Da quando ha fatto capolino la Rete, che cosa abbiamo perso e che cosa abbiamo guadagnato in fatto di intrattenimento?
È cambiato il modo di fruire l’evento, in ogni sua fase: l’attesa, il durante e il dopo. Riusciamo a sviscerarlo sempre di più, con contenuti extra, commenti in tempo reale, possibilità di unire più piattaforme per una visione a 360°. Prendiamo il recente Festival di Sanremo: la fuga di Bugo dopo il dissing improvvisato da Morgan non sarebbe diventata così iconica senza i meme su Facebook, il live-twitting su Amadeus che cerca Bugo prima dentro l’Ariston e poi in tutta Sanremo, i contenuti inediti ufficiali e ufficiosi che dialogano l’uno con l’altro. L’altra faccia della medaglia è che tutto è diventato effimero: il gusto dell’appuntamento giornaliero con la nostra serie TV preferita sembra preistoria al tempo del binge watching, la nostra attenzione ha la durata di un trending topic. Sembra quasi che la nostra memoria storica, almeno a livello mediatico, si stia trasformando in un eterno presente.
Tirando le fila, la televisione verrà davvero preso archiviata?
No, non credo. La storia più bella del 2019 è stata quella di Mark Caltagirone, un esempio di storytelling perfetto, con buona pace di romanzi, film e serie TV. Ma è innegabile il periodo di appannamento che la televisione sta vivendo.
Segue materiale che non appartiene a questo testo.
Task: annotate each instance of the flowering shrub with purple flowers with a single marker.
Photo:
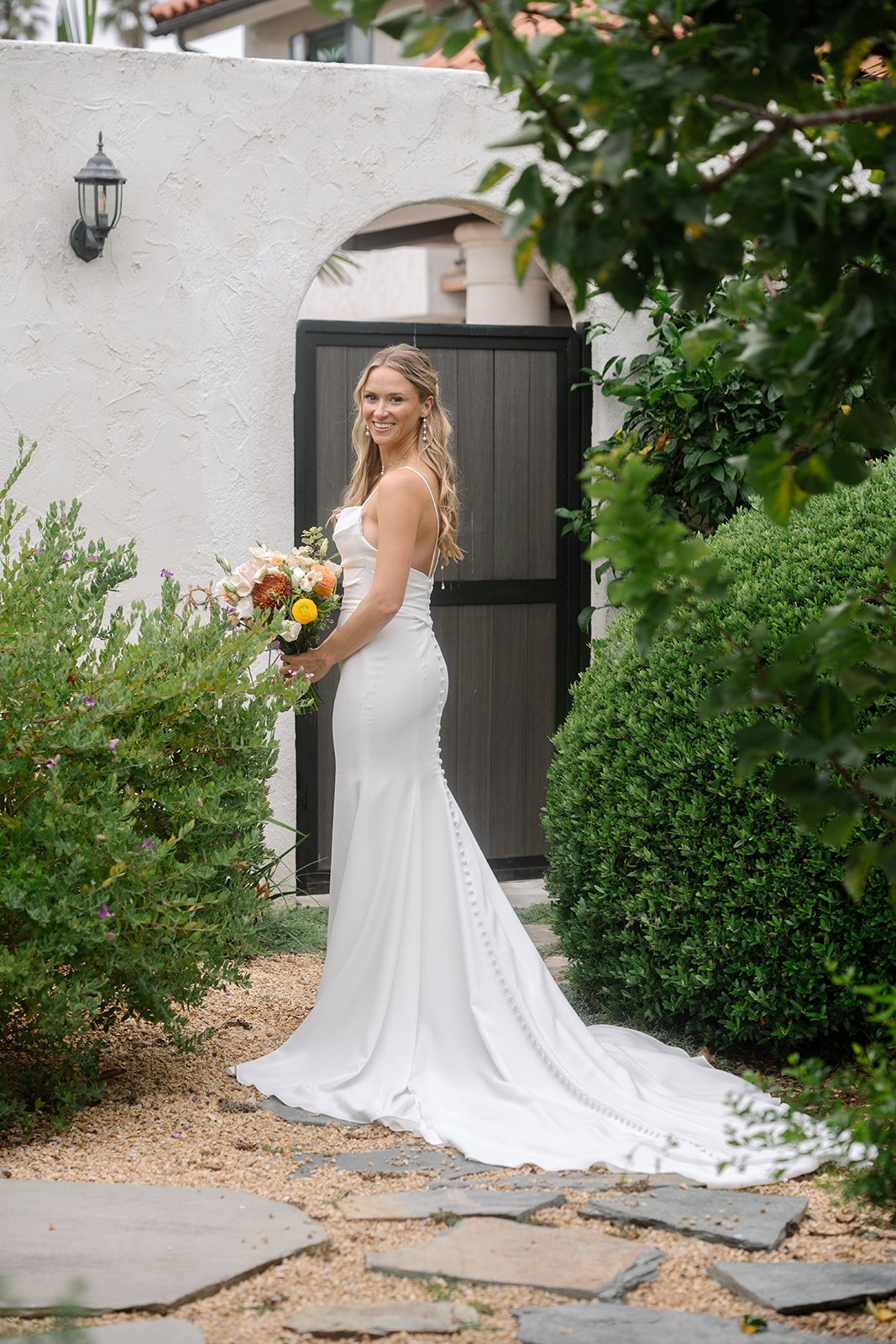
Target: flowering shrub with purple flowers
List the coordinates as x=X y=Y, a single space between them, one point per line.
x=134 y=756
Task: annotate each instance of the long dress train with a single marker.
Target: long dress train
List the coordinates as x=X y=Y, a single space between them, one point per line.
x=436 y=1014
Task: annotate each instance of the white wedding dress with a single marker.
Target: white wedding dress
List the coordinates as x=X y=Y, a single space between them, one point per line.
x=436 y=1014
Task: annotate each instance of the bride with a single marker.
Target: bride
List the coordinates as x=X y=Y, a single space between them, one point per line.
x=436 y=1014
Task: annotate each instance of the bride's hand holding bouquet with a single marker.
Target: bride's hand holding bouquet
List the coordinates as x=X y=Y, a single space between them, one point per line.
x=291 y=593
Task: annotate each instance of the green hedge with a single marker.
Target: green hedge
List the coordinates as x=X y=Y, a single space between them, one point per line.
x=136 y=752
x=685 y=902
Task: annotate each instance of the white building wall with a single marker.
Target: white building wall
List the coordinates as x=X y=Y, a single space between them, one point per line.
x=159 y=380
x=396 y=284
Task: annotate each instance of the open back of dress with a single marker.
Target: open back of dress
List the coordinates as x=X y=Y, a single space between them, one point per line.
x=436 y=1014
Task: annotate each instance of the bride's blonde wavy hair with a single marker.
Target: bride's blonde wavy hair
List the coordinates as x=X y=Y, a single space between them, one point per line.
x=410 y=363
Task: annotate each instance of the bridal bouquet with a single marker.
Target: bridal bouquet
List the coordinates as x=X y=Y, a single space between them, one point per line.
x=291 y=591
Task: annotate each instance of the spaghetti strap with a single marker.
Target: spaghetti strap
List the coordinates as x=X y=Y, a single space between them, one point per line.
x=438 y=521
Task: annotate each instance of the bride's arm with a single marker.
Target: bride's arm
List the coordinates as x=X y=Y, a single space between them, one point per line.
x=398 y=511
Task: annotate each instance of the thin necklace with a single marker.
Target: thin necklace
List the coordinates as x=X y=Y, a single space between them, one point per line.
x=385 y=470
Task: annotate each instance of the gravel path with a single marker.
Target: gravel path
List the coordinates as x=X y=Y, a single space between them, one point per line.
x=163 y=1122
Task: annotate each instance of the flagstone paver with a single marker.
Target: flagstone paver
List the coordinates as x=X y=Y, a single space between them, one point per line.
x=799 y=1287
x=558 y=965
x=383 y=1319
x=113 y=1247
x=298 y=1116
x=448 y=1200
x=735 y=1218
x=168 y=1331
x=309 y=1163
x=560 y=1260
x=600 y=1323
x=597 y=1182
x=411 y=1158
x=540 y=934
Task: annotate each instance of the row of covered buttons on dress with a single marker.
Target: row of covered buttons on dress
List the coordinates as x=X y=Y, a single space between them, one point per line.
x=567 y=1082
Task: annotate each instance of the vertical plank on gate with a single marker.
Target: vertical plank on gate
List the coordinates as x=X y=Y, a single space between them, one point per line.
x=476 y=463
x=542 y=558
x=540 y=722
x=511 y=463
x=474 y=725
x=512 y=667
x=331 y=432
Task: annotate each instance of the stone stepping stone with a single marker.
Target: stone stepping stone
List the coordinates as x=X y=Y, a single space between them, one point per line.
x=735 y=1218
x=602 y=1323
x=136 y=1247
x=297 y=1116
x=540 y=934
x=562 y=1260
x=464 y=1203
x=168 y=1331
x=383 y=1319
x=799 y=1287
x=597 y=1182
x=309 y=1163
x=411 y=1158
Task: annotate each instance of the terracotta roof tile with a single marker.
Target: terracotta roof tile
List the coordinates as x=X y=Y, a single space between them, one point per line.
x=530 y=24
x=175 y=8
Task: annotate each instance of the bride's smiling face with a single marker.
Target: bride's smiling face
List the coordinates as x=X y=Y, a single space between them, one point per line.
x=391 y=407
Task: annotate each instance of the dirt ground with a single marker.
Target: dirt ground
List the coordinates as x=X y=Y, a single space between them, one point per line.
x=161 y=1122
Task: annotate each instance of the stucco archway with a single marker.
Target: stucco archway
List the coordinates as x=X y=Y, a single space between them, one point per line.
x=396 y=261
x=159 y=380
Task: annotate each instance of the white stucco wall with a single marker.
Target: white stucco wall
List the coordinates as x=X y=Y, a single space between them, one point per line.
x=396 y=284
x=159 y=380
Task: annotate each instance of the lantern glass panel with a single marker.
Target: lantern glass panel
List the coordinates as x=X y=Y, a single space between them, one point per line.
x=87 y=203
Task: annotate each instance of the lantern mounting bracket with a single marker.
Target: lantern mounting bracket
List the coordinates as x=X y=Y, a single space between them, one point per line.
x=100 y=190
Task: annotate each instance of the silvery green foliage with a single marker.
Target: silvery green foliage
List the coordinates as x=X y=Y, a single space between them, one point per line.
x=134 y=790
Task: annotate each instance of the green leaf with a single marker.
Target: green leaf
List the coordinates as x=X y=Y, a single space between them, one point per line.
x=859 y=869
x=496 y=174
x=701 y=340
x=882 y=781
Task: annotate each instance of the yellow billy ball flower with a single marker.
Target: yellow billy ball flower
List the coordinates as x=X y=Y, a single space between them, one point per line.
x=304 y=611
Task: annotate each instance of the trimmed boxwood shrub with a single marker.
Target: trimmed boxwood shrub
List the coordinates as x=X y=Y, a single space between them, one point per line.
x=136 y=750
x=689 y=904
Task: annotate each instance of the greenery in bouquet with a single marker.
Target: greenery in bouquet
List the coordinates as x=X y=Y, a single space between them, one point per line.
x=291 y=595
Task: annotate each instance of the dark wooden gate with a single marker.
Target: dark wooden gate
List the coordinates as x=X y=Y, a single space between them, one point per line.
x=506 y=615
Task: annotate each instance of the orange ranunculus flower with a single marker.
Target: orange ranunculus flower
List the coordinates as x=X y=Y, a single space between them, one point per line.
x=325 y=582
x=270 y=591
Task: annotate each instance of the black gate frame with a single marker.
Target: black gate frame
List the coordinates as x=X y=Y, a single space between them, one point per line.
x=570 y=591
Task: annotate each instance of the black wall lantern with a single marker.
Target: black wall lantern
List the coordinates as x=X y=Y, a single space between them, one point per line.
x=100 y=203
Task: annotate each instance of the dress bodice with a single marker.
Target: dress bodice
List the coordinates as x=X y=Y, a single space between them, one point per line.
x=359 y=562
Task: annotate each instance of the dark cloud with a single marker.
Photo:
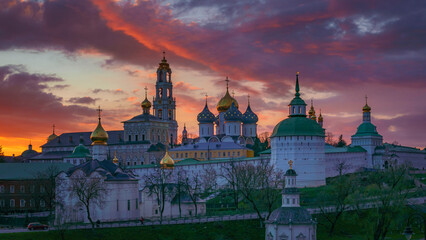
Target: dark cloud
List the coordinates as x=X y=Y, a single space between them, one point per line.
x=28 y=110
x=82 y=100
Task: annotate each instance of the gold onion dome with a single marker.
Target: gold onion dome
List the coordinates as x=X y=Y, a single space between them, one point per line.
x=163 y=64
x=366 y=108
x=167 y=161
x=146 y=103
x=53 y=135
x=249 y=116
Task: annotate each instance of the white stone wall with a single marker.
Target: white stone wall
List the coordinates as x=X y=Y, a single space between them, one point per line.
x=114 y=205
x=250 y=130
x=278 y=232
x=348 y=162
x=307 y=154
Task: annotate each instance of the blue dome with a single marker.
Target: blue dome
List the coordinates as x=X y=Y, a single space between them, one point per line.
x=205 y=116
x=249 y=116
x=233 y=114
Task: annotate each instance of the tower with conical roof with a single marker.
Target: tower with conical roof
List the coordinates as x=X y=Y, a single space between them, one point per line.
x=99 y=138
x=205 y=122
x=290 y=221
x=164 y=103
x=302 y=140
x=367 y=136
x=249 y=121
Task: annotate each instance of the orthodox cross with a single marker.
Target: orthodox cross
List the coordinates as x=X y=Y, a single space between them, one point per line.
x=227 y=82
x=99 y=110
x=290 y=163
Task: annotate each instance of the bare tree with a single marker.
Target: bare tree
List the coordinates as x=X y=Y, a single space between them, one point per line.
x=193 y=188
x=90 y=191
x=335 y=199
x=179 y=187
x=229 y=173
x=158 y=184
x=270 y=182
x=391 y=193
x=342 y=166
x=209 y=180
x=48 y=181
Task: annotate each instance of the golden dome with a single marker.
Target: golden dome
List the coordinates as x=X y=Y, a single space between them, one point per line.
x=163 y=64
x=366 y=108
x=225 y=103
x=115 y=159
x=99 y=135
x=146 y=103
x=52 y=137
x=167 y=161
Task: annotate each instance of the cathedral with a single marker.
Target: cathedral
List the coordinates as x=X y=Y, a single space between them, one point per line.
x=225 y=137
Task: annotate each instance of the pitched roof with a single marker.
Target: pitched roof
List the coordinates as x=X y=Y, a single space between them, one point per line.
x=28 y=171
x=104 y=168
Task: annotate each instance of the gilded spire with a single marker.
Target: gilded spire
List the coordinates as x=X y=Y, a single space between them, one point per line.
x=99 y=136
x=297 y=85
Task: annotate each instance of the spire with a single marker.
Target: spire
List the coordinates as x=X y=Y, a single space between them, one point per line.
x=297 y=85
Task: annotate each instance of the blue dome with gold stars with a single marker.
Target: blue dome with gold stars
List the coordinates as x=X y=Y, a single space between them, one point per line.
x=249 y=116
x=205 y=116
x=233 y=114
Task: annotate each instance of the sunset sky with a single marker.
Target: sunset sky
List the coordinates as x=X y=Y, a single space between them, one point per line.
x=60 y=59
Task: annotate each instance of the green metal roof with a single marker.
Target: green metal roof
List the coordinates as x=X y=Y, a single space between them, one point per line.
x=193 y=161
x=297 y=101
x=366 y=129
x=80 y=152
x=28 y=171
x=298 y=126
x=332 y=149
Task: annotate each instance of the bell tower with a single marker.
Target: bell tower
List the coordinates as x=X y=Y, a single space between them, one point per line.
x=164 y=103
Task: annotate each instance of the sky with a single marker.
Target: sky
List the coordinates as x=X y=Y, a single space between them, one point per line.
x=61 y=59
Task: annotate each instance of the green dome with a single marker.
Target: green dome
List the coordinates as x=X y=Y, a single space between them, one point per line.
x=366 y=129
x=298 y=126
x=80 y=151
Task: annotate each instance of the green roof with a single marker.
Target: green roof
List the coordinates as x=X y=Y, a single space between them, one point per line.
x=298 y=126
x=297 y=101
x=28 y=171
x=80 y=152
x=332 y=149
x=193 y=161
x=366 y=129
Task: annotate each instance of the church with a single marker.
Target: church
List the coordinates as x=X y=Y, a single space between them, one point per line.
x=225 y=136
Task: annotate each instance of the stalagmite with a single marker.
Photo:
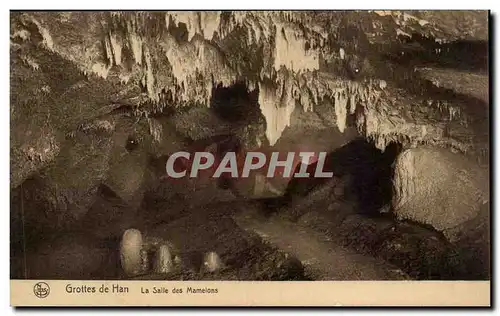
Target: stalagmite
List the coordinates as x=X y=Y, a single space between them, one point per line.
x=130 y=252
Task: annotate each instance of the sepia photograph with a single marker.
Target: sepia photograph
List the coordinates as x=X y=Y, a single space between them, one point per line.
x=290 y=146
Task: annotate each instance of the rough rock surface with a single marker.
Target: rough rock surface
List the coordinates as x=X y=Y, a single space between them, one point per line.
x=438 y=188
x=95 y=112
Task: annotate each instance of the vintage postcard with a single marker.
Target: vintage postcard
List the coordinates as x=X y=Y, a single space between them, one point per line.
x=249 y=158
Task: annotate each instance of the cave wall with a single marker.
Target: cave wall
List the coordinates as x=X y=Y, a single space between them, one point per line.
x=77 y=97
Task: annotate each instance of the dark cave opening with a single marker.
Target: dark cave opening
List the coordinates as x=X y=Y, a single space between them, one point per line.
x=235 y=103
x=368 y=169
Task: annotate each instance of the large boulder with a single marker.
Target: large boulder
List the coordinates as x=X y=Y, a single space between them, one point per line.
x=438 y=188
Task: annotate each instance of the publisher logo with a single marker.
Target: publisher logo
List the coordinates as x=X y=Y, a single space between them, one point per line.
x=41 y=290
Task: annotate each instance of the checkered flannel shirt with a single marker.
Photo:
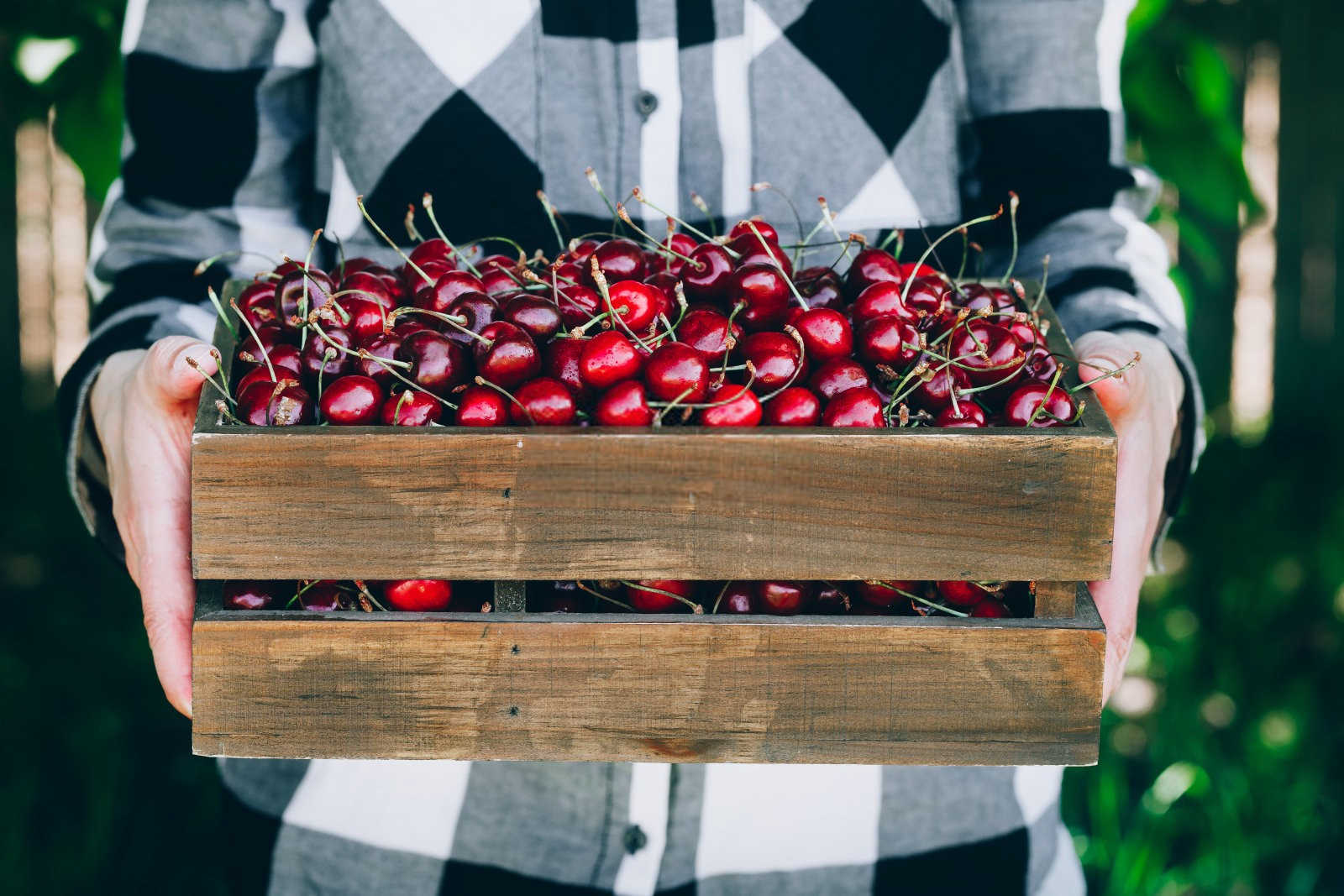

Non è più al centro dell’impero, sorpassata da media che non riesce a capire e inglobare. L’ultimo festival di Sanremo è stato salvato da Fiorello, che è l’uomo della provvidenza da almeno venticinque anni, e il palinsesto è formato da programmi storici, revival e format acquistati dall’estero. Manca un rinnovamento di idee e di persone.
Credo che la speranza della televisione sia cambiare di segno. Un difetto storico del mondo televisivo è stato quello di non rappresentare e non saper rappresentare le minoranze, gli alternativi, ciò che è fuori dalla norma, o al massimo di renderlo una macchietta. Banalizzando: il mondo gay viene rappresentato da Signorini e Malgioglio, per non parlare di Platinette. Rimanendo su queste tematiche, seguo con molto interesse il processo di riappropriazione da parte del mondo queer di mezzi e contenuti ripensati in un’altra ottica, e trasformati completamente di segno. Un po’ l’ottica delle ragazze di Porta Venezia di Myss Keta, ormai completamente sdoganata sul tubo catodico. Ecco, sono fenomeni come questo che potrebbero dare nuova linfa alla televisione.
Infine, se dovessi indicare tre momenti di alta televisione a un ventenne di oggi che vive di YouTube, TikTok e Netflix, cosa suggeriresti di recuperare?
Innanzitutto una qualsiasi puntata di Mai dire Gol, un programma irresistibile fatto di proto-meme, rivisto oggi. La miniserie sui Promessi Sposi fatta dal Trio Solenghi/Lopez/Marchesini, esempio di comicità spiccatamente televisiva destinata a non invecchiare mai. E infine un programma ancora in onda, Blob: un flusso continuo di momenti di televisione accostati per diventare qualcos’altro, il montaggio come sguardo straniante sul mondo televisivo e al di fuori, la televisione nel suo punto più alto e più basso. Ci sarebbero anche tanti momenti di bassissima televisione da recuperare, ma sarà per la prossima volta!